2. Parliamentary system of governance
There is a near consensus on the parliamentary form of government despite so many attempts by the military rulers to supplant it with the presidential one. Those who want to subvert this consensus through the backdoors could pose a challenge to democracy. We observe that all the amendments so far brought into the constitution are all ‘backdoor amendments’.

3. Federation
There is a consensus that Pakistan is and should remain a federation but the ‘concurrent list’ in the Constitution is still around, that is a tool for the Centre to encroach upon provincial subjects. (The ‘concurrent list’ includes subjects that fall under the suzerainty of both federal and provincial governments, while there is no provincial list.) The authors of the Constitution had promised to abolish it but it never happened. Now those who want more powers for the provinces should pursue it. The demand to abolish the Concurrent list has never been seriously entertained by the authorities.

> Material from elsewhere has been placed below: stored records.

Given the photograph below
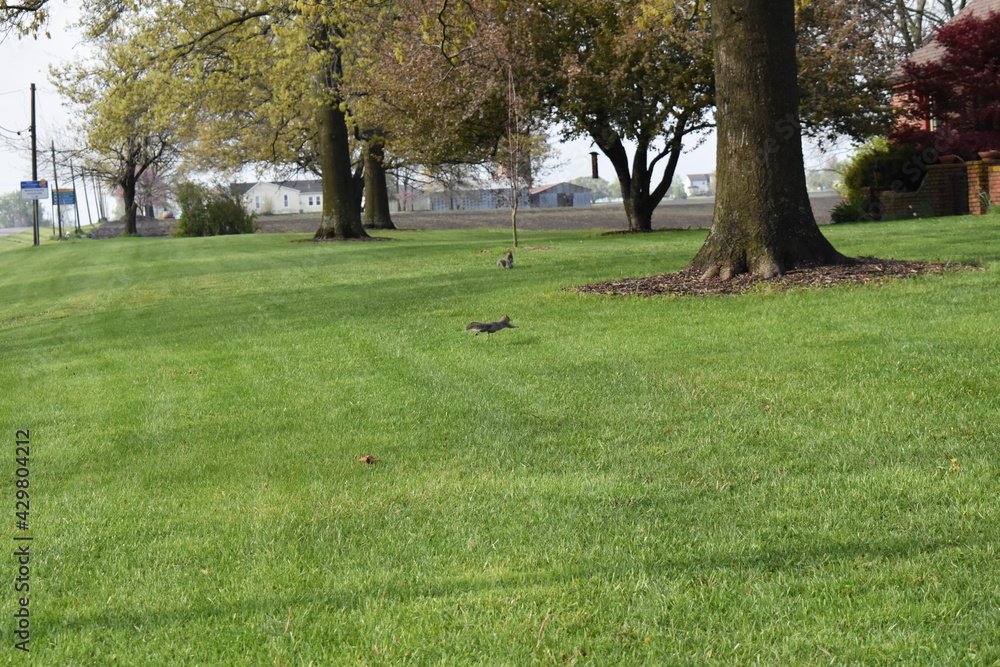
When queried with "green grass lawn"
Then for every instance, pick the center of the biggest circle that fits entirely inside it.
(803, 477)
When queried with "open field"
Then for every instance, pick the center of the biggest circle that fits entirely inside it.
(682, 214)
(801, 477)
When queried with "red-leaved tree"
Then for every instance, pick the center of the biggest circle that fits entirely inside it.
(960, 90)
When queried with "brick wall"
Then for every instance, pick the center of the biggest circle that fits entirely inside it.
(944, 191)
(984, 186)
(948, 189)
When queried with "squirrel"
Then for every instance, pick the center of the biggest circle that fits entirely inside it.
(490, 327)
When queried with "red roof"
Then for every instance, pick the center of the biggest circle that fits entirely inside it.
(932, 50)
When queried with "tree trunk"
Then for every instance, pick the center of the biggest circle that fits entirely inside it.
(341, 215)
(638, 196)
(131, 205)
(763, 222)
(377, 215)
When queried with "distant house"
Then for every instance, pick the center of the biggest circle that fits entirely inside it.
(559, 195)
(268, 198)
(698, 184)
(933, 51)
(546, 196)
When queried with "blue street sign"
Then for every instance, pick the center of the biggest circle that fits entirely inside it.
(34, 189)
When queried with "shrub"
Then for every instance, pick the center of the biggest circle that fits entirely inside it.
(853, 209)
(901, 166)
(206, 212)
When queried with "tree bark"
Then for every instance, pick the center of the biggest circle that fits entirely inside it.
(377, 215)
(763, 222)
(341, 218)
(131, 205)
(639, 197)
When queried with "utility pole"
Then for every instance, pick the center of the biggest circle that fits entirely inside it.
(34, 161)
(55, 192)
(86, 197)
(76, 206)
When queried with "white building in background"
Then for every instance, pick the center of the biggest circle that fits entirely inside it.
(547, 196)
(265, 198)
(698, 184)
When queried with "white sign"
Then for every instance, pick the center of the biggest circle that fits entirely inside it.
(34, 189)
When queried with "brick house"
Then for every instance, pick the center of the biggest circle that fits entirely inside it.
(947, 189)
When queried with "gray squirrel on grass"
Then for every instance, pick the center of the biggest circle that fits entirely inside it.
(490, 327)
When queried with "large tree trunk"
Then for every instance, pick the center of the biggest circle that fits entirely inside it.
(763, 222)
(131, 205)
(341, 218)
(341, 215)
(377, 215)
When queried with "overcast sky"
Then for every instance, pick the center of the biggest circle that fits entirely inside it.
(26, 61)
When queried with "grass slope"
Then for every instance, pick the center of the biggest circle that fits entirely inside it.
(776, 478)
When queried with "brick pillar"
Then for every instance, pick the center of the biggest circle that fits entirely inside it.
(979, 182)
(994, 183)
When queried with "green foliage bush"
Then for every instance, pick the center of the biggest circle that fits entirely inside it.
(207, 212)
(853, 209)
(902, 168)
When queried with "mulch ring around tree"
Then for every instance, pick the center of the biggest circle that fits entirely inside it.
(689, 282)
(341, 240)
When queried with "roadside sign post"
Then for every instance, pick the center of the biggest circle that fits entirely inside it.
(34, 191)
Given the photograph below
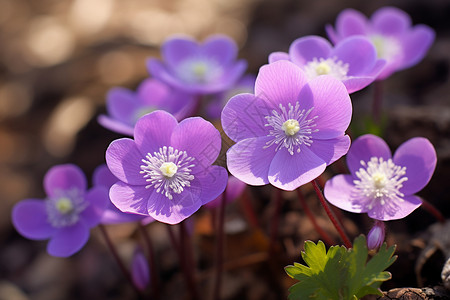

It could be the future agenda for striking a balance of powers between the Centre and provinces to make the federation viable.

4. Transition
The basic question is how to make the transition towards a fully democratic/civilian government. Undoing most of the subversions to the Constitution could prove to be the first step toward democracy. Besides, the 1973 Constitution needs to be examined in order to introduce the required changes. Electoral laws are problematic, even after the so- called restoration of the joint electorate. Still a lot needs to be done. An unfettered contest in elections should be our demand. Sorry to say, CSOs have been supporting the infamous graduation clause without any understanding of the issue. This clause is simply rubbish. They should also demand an unfettered right to vote and an unfettered right to be elected.

5. Political parties
The Sustainable Development Policy Institute (SDPI) had conducted a study two and half years ago to scale up the political parties. It was mainly done by Zaffarullah Khan of Neuman Ebert Stiftung, Islamabad. To our surprise, the study found that there were only 13 paid workers in around two dozen political parties of Pakistan. Most of them were peons doing petty jobs. Political parties either do not have any offices or secretariats or, if there are any, these remain ill-equipped. Now in such a poor condition, these political parties are supposed to face a highly equipped, qualified bureaucracy to fight for democracy. It is a war between unequals. I will suggest that the critics should stop abusing political parties.

6. Democracy in parties
A strong demand should come from the people that every political party should be given state funding to hold elections. What to talk of our political parties, even Kohls, Clintons and Blairs are accused of getting illegal funds. There is nothing wrong if state gives funds to the political parties.

7. Trespassing mandate
The military budget is never discussed in the parliament or at any other national forum. It must be debated in the parliament. Furthermore, the military encroaches on civilian areas beyond its mandate. For instance, our foreign policy is being formulated and run by the military instead of the foreign office, which is the competent authority for the job. All state institutions should be made to work within their mandate, and must not be allowed to go beyond their constitutional jurisdiction.

8. Women seats
The electorate does not elect members on seats reserved for women. This leaves the process of their election susceptible to manipulation. It is proposed that they should contest elections directly. This will ensure the quality of the members elected against the reserved seats.

Tasleem Zounr (South Asia Partnership-Pakistan (SAP-PK), Lahore): “Is there any consensus on constitutional amendments? I doubt if there is any. Even the 1973 Constitution was not unanimously adopted. People from Balochistan had expressed their reservations about that Constitution. Preserving the concurrent list, followed by unilateral amendments, changed its status as a consensual Constitution. If the problem is structural, we need to revisit the Constitution. I would suggest that even if we don’t have a consensus on any set of amendments, it is time to think about the Constitution. The rulers have been coming up with ready-made amendments and I see no harm in advocating the amendments proposed by the people”.